Совушка не ответила на его улыбку. Она, неожиданно разгорячившись, продолжила взволновавшую её мысль.

— А если и нашёлся бы соперник, — наклонившись вперёд и чётко артикулируя, говорила она, — плюнуть тогда надо и уйти. Недостойны они тебя, оба. Не говори ничего. Понимаю, любовь. И уважаю, между прочим. Я за тебя боролась, помню. Ты ведь и тогда был влюбчивый. Забыл? И я боролась за тебя, но с ума не сходила. Хорошие же были времена… «Я лыс и зол». Откуда ты взял это? Ты ведь и теперь не лысый и не злой?

— Представляешь, я этот текст утром написал, спросонья. Мне такой сон мерзкий приснился про меня. Сколько ж лет-то было? Семнадцать, что ли? А через пару дней уже играли эту песенку на танцах. Ух, она пронеслась, все её потом пели.

— Всё-таки ты талантлив.

— Да где там. Я сейчас понял, что зря щёки надувал. Бездарь.

— Ну да, разорви ещё рубаху на груди. А остальные тогда кто?

— Пташка твоя талантлива. Мне она нравится. Да ей никто пробиться не даст, все места заняты.

— Да? Ты так думаешь? Я, между прочим, тебя не просто так пригласила. А по делу, связанному как раз с Пташкой.

— Ну? Что за дело?

— Хорошее дело. Пташкой заинтересовалась одна компания. В общем, её пригласили сняться в видеоклипе. А она, представляешь, заявила: «Только если с Шажковым». Не хотела тебе говорить, но Павел попросил. И этой голову задурил.

— Не дурил я ей голову.

— Да видела я на концерте.

— Бескорыстно всё было, и пьяный я был.

— Сначала-то вроде бескорыстно. Но потом своего не упустишь.

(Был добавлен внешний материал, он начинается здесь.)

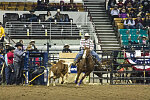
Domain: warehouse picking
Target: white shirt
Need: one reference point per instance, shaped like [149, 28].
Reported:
[129, 22]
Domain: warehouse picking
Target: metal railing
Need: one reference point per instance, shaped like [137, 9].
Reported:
[48, 29]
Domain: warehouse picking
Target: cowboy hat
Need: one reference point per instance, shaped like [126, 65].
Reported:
[11, 48]
[18, 44]
[86, 35]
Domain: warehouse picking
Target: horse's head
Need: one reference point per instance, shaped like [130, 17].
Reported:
[86, 53]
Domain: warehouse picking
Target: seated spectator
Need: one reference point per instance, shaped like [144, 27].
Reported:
[146, 5]
[124, 7]
[111, 3]
[144, 40]
[147, 21]
[129, 5]
[136, 4]
[127, 1]
[123, 14]
[120, 4]
[132, 13]
[54, 7]
[72, 7]
[115, 12]
[31, 46]
[129, 23]
[66, 49]
[62, 6]
[48, 17]
[140, 12]
[33, 17]
[139, 23]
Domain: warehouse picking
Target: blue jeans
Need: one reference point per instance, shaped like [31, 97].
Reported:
[17, 66]
[139, 26]
[9, 74]
[129, 27]
[93, 53]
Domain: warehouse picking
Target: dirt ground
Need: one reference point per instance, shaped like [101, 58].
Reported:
[71, 92]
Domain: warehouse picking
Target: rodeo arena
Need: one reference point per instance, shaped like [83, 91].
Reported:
[75, 49]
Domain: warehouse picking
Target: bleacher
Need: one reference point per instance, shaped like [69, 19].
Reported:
[131, 35]
[27, 6]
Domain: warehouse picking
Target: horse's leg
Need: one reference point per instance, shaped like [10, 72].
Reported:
[62, 76]
[49, 76]
[86, 74]
[78, 74]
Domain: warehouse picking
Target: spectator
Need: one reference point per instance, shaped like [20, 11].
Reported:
[132, 13]
[140, 12]
[9, 70]
[72, 7]
[2, 35]
[139, 23]
[66, 49]
[54, 7]
[115, 13]
[146, 5]
[48, 17]
[136, 4]
[124, 7]
[21, 41]
[18, 56]
[123, 14]
[129, 23]
[129, 5]
[33, 17]
[144, 40]
[120, 4]
[31, 46]
[111, 3]
[127, 1]
[147, 21]
[62, 6]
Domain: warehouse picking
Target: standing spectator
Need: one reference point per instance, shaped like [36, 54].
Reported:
[140, 12]
[132, 13]
[111, 3]
[48, 17]
[9, 70]
[31, 46]
[139, 23]
[66, 49]
[120, 4]
[18, 56]
[33, 17]
[2, 35]
[129, 23]
[147, 22]
[115, 13]
[123, 14]
[127, 1]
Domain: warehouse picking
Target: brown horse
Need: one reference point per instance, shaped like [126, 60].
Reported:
[85, 65]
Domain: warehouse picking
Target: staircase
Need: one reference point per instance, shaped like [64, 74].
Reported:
[105, 33]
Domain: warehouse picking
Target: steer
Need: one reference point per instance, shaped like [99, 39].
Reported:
[58, 70]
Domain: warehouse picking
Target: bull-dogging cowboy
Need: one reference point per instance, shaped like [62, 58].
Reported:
[18, 56]
[86, 43]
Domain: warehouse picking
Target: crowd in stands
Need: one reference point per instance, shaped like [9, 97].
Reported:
[135, 14]
[45, 6]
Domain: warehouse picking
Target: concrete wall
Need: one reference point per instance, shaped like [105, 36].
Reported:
[76, 16]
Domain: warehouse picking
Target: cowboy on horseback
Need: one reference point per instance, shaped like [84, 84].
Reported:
[86, 43]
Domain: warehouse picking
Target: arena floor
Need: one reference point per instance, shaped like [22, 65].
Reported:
[71, 92]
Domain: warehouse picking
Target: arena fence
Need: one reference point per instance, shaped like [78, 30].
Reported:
[126, 67]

— Я после концерта с ней не общался.

— Ну ладно. Позвони ей, может быть, в клипе засветишься.

— Не хочу я в клипе светиться. И звонить ей не буду.

— То есть ты отказываешься? Так мне передать Павлу?

— Да, да. Так и передай. А Пташке привет и поцелуй. Воздушный.

— Фигушки.

— Скажи, без меня у неё лучше получится.

— Ну-ну, — Совушка задумалась, сосредоточившись на своём коктейле, и, казалось, совершенно забыла о сидевшем напротив Валентине. Потом отставила бокал и спросила с сомнением в голосе:

— Валя, а может быть, ты горячишься? Не торопись, подумай. Это возможность продвинуться по музыке. Может быть, другой не случится. Ты же мечтал об этом.

— С чем продвигаться-то? И с кем? С малолетней Пташкой и с песенкой «Я лыс и зол»?

— Главное — начать, внедриться, а там посмотришь.

— Совушка, спасибо тебе. Правда. Но я, кажется, закончил свою скромную музыкальную карьеру. «Примаверу» больше не собрать, а если и собрать, то потенции на создание чего-то нового у неё нет. Новую группу собирать желания, да и сил у меня тоже нет. Можно было бы одному с гитаркой почесать, пока помнят, не из-за денег даже, а для поднятия настроения и поддержания формы. Об этом можно думать. А так пусть молодёжь занимает сцену. Свято место пусто не должно быть.

Софья, не перебивая, слушала Валентина, покачивая головой в такт его словам, и было видно, что она ожидала такого ответа. Шажков закончил монолог, поглядел на подругу и решил переменить тему.

— Ну ладно, — сказал он рассеянно слушавшей его Совушке, — устал я тебе рассказывать. Расскажи лучше, как ты.

— Как я? В Германию я уезжаю.

— Что? — Шажков как будто проснулся. По её интонации — спокойной и гладкой — он понял, что дело серьёзное, фактически решённое, что Совушка не спрашивает у него ни совета, ни одобрения, а просто информирует об изменившихся обстоятельствах. И спросил не очень умно: «Эмигрируешь, что ли?»

— Сейчас не обязательно эмигрировать, — улыбнулась Софья, — просто появился шанс, и я уезжаю работать в университете. Денег подзаработаю, а там посмотрим.

— Когда же и где?

— Со следующего учебного года. В Нюрнберге.

— Ну, молодец, молодец.

Валентин похвалил Софью совершенно искренне и вообще в эту минуту посмотрел на неё другими глазами, но Совушка неожиданно рассердилась:

— Что «молодец»? Здесь платят копейки, а от репетиторства меня уже тошнит. Я хочу законно и открыто деньги зарабатывать. Поеду, а там видно будет. Если получится, то и останусь, и мать заберу.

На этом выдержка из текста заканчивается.